Срок командировки истекал. Надо было возвратиться к полку. Весна и лето в то время стояли холодные. Дул северный ветер, и каждый день шёл дождь. Но Москва веселилась.
Народные гульбища в апреле и в мае были оживлённы. Под Новинским какой-то силач швед вызывался помериться в единоборстве с русским. Все стремились туда.
С возвратом государыни от богомолья на московских улицах и площадях, при барабанном бое, был опубликован «манифест о молчании». Тетрадка «Московских Ведомостей» от четвёртого июня, с этим манифестом, зачитывалась нарасхват. В нём воспрещались всякие толки «развращённых нравами, праздных людей», «кои дерзкими ухищрениями, – всюду порицают правительство и все нарушимые, гражданские права», развращают и других «слабоумных и падких на вредную болтовню людей».
Прочтя эту публикацию, Мирович окончательно раздумал идти к Орлову.
«Ну его к бесу! – размышлял он. – Ещё сочтут опасным, притязательным критиканом, недовольным судьбою, хулителем государственных мер. Новый фаворит, Орлов, отвернулся, пренебрёг… Не вспомнить ли старого?.. Разумовский – земляк и когда-то, при покойной царице, благоволил ко всем нашим и ко мне…»
XXVIII
У РАЗУМОВСКОГО, НА ПОКРОВКЕ
В воскресенье, восьмого июня, Мирович пошёл к графу Алексею Григорьевичу Разумовскому. Погода была, как и все те дни, пасмурная, невесёлая. То смолкал, то опять моросил дождь.
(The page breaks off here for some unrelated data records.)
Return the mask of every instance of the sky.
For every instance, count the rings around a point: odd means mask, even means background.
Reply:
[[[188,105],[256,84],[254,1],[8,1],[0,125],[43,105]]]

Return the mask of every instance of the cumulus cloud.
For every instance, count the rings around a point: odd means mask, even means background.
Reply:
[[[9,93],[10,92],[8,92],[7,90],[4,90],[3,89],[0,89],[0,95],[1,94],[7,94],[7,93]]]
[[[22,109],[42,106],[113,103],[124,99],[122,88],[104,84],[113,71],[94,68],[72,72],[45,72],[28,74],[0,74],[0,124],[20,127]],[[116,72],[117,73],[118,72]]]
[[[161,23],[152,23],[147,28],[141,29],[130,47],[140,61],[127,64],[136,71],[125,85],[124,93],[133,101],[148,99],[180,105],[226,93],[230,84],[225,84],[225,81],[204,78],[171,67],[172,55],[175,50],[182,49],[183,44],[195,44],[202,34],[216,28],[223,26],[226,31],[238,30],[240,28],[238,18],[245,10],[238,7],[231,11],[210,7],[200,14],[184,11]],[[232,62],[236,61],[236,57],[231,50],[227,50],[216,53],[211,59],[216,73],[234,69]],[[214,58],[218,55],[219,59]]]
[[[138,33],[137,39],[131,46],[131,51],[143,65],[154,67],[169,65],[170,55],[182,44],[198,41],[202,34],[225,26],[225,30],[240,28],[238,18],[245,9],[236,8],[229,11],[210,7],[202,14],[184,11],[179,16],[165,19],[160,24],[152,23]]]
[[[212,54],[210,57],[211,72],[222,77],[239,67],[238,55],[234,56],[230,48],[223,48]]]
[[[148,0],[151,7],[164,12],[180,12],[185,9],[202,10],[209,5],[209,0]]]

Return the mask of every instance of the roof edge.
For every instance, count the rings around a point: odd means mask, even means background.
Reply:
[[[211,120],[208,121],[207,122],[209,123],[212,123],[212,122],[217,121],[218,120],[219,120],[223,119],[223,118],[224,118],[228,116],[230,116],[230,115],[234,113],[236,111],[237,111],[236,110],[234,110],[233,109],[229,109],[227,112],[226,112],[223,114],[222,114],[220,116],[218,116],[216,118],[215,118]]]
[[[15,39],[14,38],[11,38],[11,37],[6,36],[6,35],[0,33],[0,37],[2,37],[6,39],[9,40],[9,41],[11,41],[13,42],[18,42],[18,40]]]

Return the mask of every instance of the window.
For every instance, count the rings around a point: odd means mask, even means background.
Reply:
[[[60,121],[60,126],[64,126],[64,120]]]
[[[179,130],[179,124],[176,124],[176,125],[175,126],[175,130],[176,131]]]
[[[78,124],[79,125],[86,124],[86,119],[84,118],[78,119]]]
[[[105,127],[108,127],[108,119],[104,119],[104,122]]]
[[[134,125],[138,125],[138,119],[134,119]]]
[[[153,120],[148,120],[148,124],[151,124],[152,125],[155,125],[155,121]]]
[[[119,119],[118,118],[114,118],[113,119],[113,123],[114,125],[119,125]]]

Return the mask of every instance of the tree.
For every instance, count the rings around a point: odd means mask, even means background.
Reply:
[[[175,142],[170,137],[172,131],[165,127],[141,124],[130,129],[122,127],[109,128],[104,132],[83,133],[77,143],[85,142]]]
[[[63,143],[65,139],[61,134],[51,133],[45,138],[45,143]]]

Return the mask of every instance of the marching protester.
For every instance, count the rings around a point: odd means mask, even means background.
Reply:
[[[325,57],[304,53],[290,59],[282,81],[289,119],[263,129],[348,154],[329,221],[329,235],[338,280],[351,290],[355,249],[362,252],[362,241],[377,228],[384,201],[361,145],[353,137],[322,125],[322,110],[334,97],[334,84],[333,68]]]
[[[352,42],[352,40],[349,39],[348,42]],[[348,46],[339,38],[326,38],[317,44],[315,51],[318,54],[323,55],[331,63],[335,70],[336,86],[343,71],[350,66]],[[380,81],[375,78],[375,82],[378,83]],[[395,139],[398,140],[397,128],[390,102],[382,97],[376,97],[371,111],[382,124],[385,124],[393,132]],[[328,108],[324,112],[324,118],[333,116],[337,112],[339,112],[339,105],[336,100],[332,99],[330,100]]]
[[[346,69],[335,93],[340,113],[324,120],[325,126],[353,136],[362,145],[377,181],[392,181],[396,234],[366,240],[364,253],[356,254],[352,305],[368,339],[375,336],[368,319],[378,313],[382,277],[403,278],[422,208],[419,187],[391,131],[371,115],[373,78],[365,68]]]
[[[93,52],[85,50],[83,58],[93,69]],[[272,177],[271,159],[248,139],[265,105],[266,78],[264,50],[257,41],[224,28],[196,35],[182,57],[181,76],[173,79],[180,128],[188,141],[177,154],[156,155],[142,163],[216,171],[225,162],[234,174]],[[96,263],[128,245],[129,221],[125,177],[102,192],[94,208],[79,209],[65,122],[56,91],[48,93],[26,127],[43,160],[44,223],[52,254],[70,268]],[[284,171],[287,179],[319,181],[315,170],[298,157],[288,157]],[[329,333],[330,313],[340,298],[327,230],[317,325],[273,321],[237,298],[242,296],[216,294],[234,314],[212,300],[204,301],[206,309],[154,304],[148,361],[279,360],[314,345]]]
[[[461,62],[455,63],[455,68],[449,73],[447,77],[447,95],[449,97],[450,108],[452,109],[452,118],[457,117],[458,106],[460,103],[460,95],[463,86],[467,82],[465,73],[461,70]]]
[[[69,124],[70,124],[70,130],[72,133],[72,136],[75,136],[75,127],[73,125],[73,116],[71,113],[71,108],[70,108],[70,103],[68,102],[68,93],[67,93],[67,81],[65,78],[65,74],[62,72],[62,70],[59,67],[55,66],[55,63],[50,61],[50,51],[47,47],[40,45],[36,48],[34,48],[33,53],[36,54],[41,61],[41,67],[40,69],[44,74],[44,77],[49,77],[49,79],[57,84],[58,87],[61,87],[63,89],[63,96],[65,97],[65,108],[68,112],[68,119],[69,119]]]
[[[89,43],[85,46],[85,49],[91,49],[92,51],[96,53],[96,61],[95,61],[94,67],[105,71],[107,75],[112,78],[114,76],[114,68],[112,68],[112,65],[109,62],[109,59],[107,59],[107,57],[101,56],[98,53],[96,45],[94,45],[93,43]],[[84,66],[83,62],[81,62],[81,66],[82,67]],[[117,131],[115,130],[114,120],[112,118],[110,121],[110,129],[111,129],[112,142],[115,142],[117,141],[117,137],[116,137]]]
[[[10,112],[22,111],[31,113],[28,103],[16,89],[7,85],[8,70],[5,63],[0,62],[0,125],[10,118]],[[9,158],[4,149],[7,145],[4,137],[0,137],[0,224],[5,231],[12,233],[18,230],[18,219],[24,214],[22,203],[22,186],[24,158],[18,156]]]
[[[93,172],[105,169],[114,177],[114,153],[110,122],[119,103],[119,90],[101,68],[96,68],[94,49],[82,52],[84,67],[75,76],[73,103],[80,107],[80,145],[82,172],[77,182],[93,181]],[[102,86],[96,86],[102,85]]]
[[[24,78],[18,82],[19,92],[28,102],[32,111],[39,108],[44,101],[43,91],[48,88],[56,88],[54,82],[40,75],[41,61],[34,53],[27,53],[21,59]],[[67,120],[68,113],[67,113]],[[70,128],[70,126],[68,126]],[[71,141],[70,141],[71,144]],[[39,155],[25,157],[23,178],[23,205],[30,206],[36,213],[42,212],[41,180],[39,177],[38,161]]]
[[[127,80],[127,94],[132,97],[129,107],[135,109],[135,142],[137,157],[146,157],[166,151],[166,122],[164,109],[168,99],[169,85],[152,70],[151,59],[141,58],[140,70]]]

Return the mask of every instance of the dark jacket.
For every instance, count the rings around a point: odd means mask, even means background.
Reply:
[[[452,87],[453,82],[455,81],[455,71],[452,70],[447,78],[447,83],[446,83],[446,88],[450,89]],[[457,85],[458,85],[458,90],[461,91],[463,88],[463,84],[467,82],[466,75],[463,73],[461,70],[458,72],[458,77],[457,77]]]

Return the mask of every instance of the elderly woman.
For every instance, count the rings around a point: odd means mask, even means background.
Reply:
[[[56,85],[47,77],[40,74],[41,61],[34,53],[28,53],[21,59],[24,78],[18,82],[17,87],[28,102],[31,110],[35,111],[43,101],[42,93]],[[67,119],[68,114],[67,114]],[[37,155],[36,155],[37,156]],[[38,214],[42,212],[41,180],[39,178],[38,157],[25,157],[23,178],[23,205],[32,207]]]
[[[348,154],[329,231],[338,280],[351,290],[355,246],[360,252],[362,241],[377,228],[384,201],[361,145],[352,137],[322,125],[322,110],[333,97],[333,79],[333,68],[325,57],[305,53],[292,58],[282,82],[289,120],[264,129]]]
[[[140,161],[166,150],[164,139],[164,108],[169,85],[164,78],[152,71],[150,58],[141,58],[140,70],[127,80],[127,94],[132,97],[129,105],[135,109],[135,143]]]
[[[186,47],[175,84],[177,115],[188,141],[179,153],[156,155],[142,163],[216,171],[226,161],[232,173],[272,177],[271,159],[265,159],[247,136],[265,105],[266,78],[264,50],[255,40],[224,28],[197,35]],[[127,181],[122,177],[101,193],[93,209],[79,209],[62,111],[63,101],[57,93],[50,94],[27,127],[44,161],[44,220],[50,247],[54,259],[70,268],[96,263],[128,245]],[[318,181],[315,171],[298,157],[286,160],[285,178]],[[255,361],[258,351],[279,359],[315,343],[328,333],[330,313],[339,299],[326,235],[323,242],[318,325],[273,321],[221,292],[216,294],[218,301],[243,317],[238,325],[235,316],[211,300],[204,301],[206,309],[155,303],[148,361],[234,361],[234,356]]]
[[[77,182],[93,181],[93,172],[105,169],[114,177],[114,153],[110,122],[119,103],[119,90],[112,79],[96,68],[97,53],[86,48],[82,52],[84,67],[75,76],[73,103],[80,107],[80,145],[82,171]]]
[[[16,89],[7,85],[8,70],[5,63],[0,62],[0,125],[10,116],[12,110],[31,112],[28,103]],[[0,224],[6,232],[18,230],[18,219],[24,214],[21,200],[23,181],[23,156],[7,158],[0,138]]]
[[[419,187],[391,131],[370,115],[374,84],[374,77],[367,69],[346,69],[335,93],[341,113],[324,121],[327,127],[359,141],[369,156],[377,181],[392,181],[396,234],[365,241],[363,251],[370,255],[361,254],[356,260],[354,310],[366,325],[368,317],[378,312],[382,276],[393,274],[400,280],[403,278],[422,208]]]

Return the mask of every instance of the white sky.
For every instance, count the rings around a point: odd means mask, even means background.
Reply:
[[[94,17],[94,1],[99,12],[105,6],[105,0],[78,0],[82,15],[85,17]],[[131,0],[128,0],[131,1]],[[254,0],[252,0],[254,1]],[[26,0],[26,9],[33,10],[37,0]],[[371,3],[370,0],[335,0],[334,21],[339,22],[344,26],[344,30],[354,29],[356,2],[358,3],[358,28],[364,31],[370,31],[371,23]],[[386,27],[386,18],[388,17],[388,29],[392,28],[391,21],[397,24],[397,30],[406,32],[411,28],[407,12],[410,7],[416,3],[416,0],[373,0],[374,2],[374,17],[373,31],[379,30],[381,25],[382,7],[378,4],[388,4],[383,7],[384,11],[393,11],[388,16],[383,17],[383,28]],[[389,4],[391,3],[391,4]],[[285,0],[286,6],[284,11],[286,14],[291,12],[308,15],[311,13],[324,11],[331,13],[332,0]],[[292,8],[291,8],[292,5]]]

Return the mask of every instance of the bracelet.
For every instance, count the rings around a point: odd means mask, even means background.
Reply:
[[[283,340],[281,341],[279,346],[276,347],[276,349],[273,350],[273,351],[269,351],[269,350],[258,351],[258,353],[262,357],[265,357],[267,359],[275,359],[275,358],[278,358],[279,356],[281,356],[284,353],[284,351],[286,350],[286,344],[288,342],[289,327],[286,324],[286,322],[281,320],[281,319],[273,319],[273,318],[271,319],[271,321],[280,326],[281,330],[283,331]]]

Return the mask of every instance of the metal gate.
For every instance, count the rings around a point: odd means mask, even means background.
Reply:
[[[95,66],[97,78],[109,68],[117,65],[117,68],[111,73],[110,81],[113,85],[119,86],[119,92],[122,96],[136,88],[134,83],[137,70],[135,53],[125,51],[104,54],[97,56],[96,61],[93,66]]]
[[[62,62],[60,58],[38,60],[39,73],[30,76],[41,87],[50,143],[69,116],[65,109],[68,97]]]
Разумовский, с приезда со двором в Москву, жил в своём доме на Покровке, рядом с церковью Воскресения в Барашах, купол которой с тех пор, в память венчания в ней царицы Елисаветы с графом, украшен золотою короной. Иконостас этой церкви перевезён впоследствии в Почеп.
Мирович приоделся, даже завился в цирульне и пошёл к обедне на Покровку. Он располагал подойти к графу в церкви, где Алексей Григорьевич любил пленять москвичей лором собственных певчих и где он сам, бархатно-певучим, звонким, несколько в нос голосом читал Апостола. У обедни граф не был. Мировичу сказали, что он простудился на придворной охоте, был не совсем здоров и около недели не выходил из дому.
Мирович, на всякий случай, решился зайти в графские хоромы и велел о себе доложить. Сверх ожидания, его не заставили долго ждать с ответом.
– Пожалуйте, – тихо, с улыбкой и южным акцентом сказал степенный, залитый в золото галунов, неслышно двигавшийся по ковру украинец-камердинер, по знаку швейцара показавший гостю дорогу вверх, по разубранной цветами лестнице.
«Увижу прежнего всесильного, бывшего в таком высоком случае человека! – думал Мирович, подходя к кабинету Разумовского. – Он старался быть патроном не только моим, но и моей семьи. Не забывал когда-то Алексей Григорьевич земляков-малороссов, хоть и вышел из черни, из лемешовских пастухов».
Прошлое, далеко улетевшее время мгновенно встало, ожило в мыслях Мировича. Он вспомнил свой приезд с покойным отцом, на волах, в Петербург, приём в Аничковом саду у графа, плясание «трепака» и пение хвалебного канта перед императрицей Елисаветой, определение в кадеты, игру на театре в Гостилицах, встречу с Пчёлкиной и многое, теперь минувшее навсегда.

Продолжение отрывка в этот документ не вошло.